22.12.16 Cabotino 0 Comentarios


Imagina uma compositora-cineasta chegando à casa dos trinta, em pleno processo criativo. Ela é branca, inteligente, hétero, esbelta, rica, mora na zona sul... enfim, possui todos os capitais - econômico e simbólico - à sua disposição. Essa artista decide produzir uma música-clipe que pretende radicalizar a linguagem de sua matéria-prima, e advinha o que ela escolhe: intercambiar imagens de nu frontal com uma música insossa repleta de oxítonas tarimbadas.

Eis o padrão artístico da tal compositora-cineasta: compor uma canção-clipe nos moldes de sua biografia – linear, modorrenta, tonal, segura, enquadrada e com algumas miçangas ideológicas, evidentemente, pré-fabricadas.

O furor causado pelo clipe-música “Eu escolhi você” só poderia ganhar volume numa sociedade como a brasileira em que, imagens de nu frontal tornaram-se sinônimos de crítica à ordem de coisas instituídas. O debate cultural brasileiro tornou-se, nestes dias, uma nota-de-rodapé de genitálias desentumecidas. Lamentável. 

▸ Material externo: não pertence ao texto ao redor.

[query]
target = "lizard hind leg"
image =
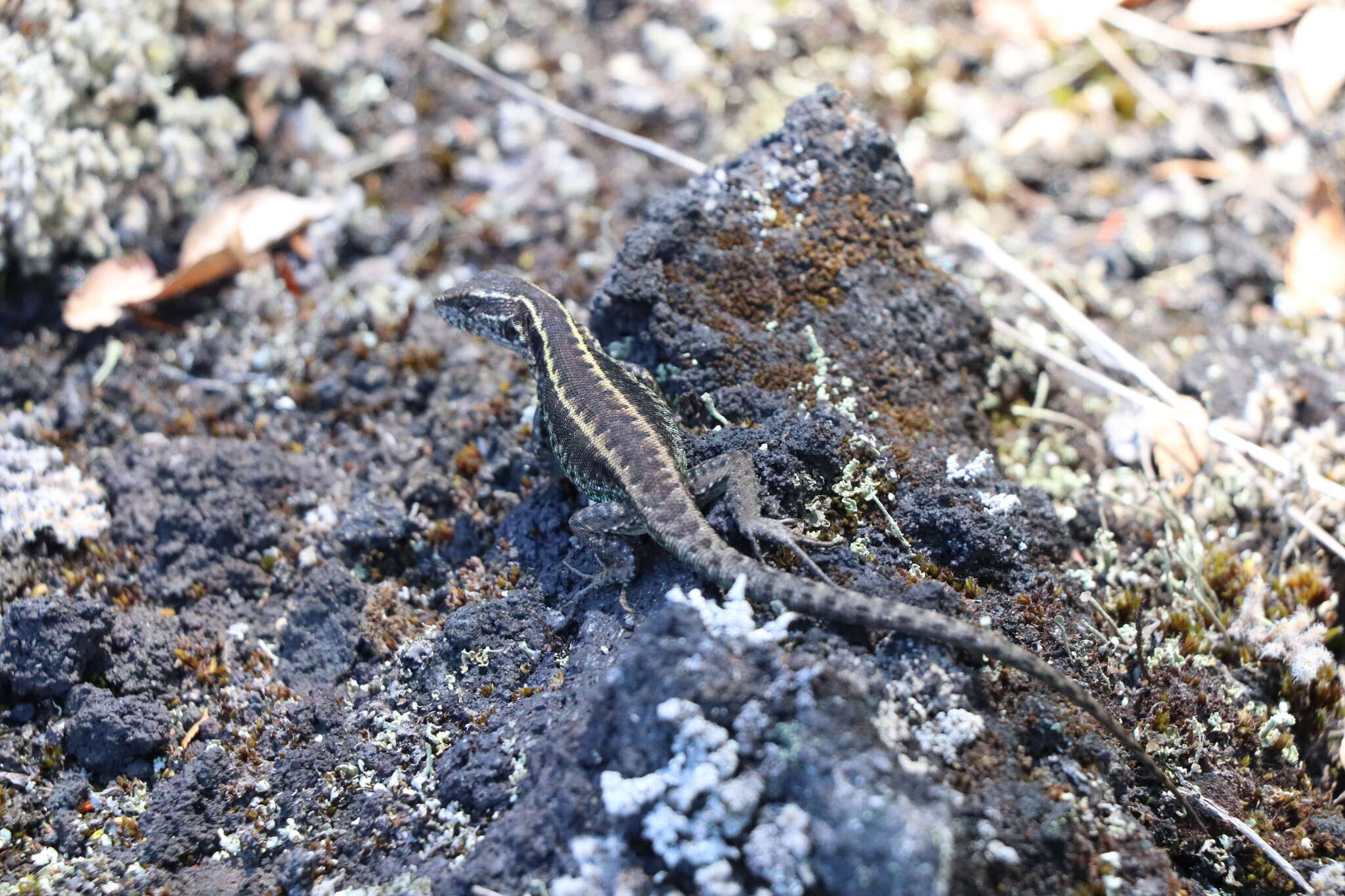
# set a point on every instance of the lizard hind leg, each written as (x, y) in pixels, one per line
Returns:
(607, 531)
(732, 477)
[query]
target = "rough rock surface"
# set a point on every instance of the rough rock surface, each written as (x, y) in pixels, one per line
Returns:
(369, 589)
(105, 734)
(47, 644)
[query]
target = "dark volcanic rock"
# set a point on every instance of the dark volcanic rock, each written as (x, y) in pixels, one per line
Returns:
(47, 644)
(816, 227)
(791, 286)
(205, 509)
(318, 647)
(106, 733)
(187, 811)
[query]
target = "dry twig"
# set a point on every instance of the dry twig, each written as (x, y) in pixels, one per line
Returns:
(563, 112)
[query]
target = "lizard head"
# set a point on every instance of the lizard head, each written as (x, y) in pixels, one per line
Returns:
(489, 305)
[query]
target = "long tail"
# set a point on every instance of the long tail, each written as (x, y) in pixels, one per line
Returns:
(843, 605)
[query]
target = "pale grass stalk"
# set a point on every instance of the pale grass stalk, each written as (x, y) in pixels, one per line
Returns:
(564, 112)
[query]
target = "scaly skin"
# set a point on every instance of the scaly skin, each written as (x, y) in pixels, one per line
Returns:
(618, 441)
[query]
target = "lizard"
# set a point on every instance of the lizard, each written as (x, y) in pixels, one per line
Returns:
(618, 441)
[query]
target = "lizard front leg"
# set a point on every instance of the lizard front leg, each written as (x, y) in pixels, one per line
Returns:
(607, 530)
(732, 477)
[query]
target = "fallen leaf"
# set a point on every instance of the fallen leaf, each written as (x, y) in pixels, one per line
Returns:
(1239, 15)
(1052, 128)
(1315, 53)
(248, 223)
(1314, 274)
(108, 288)
(1197, 168)
(1179, 449)
(1059, 20)
(233, 234)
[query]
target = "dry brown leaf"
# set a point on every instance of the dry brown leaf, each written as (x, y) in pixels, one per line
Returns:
(1317, 55)
(1052, 128)
(1239, 15)
(248, 223)
(1180, 449)
(1057, 20)
(108, 288)
(229, 237)
(1314, 274)
(1197, 168)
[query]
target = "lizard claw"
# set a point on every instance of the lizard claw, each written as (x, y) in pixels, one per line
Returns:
(776, 532)
(607, 575)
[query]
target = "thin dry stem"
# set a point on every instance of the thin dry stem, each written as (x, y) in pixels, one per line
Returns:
(1187, 42)
(564, 112)
(1219, 813)
(1155, 95)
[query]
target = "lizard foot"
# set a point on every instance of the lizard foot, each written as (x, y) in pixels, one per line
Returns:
(613, 574)
(779, 534)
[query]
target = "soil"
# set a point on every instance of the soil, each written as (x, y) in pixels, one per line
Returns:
(334, 639)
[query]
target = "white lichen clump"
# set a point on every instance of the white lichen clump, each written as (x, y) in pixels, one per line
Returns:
(703, 813)
(39, 492)
(732, 620)
(1296, 641)
(95, 142)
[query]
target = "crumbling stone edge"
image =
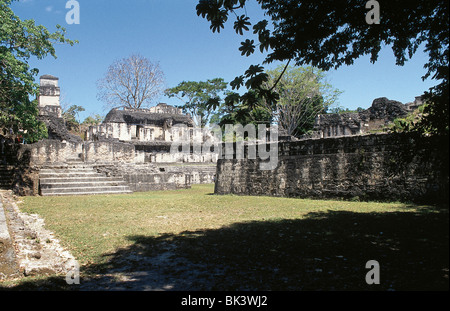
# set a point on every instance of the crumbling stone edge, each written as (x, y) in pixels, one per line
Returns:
(37, 251)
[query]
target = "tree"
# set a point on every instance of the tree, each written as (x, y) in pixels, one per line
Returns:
(201, 99)
(331, 33)
(93, 120)
(303, 94)
(132, 82)
(19, 41)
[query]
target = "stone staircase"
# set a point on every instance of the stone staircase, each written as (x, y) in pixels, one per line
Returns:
(78, 178)
(6, 176)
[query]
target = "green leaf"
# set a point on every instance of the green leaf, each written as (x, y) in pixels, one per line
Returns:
(241, 24)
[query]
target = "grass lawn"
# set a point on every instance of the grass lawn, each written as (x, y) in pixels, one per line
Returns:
(255, 243)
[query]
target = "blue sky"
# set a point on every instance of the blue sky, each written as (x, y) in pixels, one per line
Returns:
(170, 32)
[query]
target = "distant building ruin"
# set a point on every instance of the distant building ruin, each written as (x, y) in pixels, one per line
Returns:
(49, 96)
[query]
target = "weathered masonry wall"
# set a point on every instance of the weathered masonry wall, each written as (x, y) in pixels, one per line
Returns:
(376, 167)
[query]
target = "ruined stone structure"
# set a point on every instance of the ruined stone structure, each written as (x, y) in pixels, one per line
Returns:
(342, 159)
(382, 112)
(49, 96)
(390, 167)
(131, 151)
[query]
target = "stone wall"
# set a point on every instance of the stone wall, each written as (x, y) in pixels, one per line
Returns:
(382, 112)
(389, 167)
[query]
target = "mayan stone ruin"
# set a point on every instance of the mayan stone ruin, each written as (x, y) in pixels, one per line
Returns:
(130, 151)
(348, 155)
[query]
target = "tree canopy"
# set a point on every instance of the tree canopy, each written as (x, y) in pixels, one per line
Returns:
(303, 94)
(201, 99)
(19, 41)
(330, 33)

Não tem como não bocejar ao ver e ouvir “Eu escolhi você”. A quantidade de nus burocráticos saltam aos olhos: genitálias sem nenhuma excitação e sem nenhuma heterogeneidade no tocante às cores. E o curioso é que o aparelho vibrador, parábola derradeiramente clichê que nos remete ao título da canção, é a única coisa que pulsa, que tem vida em todo clipe-canção.

Mas ao cabo, o clipe-canção consegue atingir seu objetivo: reificar as genitálias e animar “consolos”. Critica-se a reificação que o outro nos empreende, nos relacionamentos, apelando para a própria reificação do outro como saída final. E assim fecha-se o circuito binário da objetificação do outro. 

E esse circuito é caro à cena "indie" brasileira pois a alteridade - um dos pilares centrais da canção produzida no Brasil - abre espaço para um hedonismo acachapante. E o hedonismo é a mais pura tradução da reificação de tudo.